Objective: To review the standardized subcutaneous insulin protocols for diabetic patients on general medical and surgical floors at the University of Vermont.
Method: Insulin protocols were developed for inpatients eating regular meals, and those receiving continuous tube feedings or total parental nutrition.

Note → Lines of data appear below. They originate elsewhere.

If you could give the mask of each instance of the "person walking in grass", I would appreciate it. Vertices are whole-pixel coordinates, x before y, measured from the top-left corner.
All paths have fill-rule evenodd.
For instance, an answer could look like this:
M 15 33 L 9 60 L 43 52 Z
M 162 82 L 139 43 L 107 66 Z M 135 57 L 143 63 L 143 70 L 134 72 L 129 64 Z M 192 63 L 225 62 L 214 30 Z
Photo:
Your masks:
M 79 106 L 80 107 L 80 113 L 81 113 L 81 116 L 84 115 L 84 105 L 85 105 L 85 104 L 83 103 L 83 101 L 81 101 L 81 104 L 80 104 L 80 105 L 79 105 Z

Results: The recommended starting subcutaneous insulin protocol for patients receiving meals is a basal-bolus approach using 0.5 U/kg basal insulin (glargine once daily, or neutral protamine Hagedorn [NPH] twice daily) and 0.1 U/kg rapid analog at each meal (lispro, aspart, or glulisine) for the average patient. The dose of basal is lowered by 0.2 U/kg for medical conditions with a high sensitivity to insulin or that have an added risk for hypoglycemia (renal or hepatic impairment, thin or normal weight, elderly, frail, hypothyroidism, adrenal insuffi ciency, etc.). Alternatively, an extra 0.2 U/kg basal is given for states of presumed high insulin resistance such as marked obesity with metabolic syndrome, open wounds, infections, etc. In turn, patients receiving continuous tube feedings receive the same 24-hour insulin doses (0.6-1.0 U/kg) in divided doses of premixed 70/30 (NPH/regular) insulin every 8 hours. This program allows lowering or eliminating 1 of the doses for the increasingly common tube-feeding programs in rehabilitation centers or patients' homes that entail discontinuation of tube feeding for 6 to 8 hours. A variation on this approach is used with total parenteral nutrition (TPN), with a portion of the insulin placed in the TPN bag and the remainder given as "q 8 hour 70/30" insulin. Starting insulin doses for all of the programs are adjusted daily to attain inpatient blood glucose goals of <110 mg/dL fasting and 110 to 180 mg/dL throughout the day.
Conclusion: Standardized protocols have been developed and implemented at the University of Vermont for patients receiving regular meals and continuous tube feedings or TPN.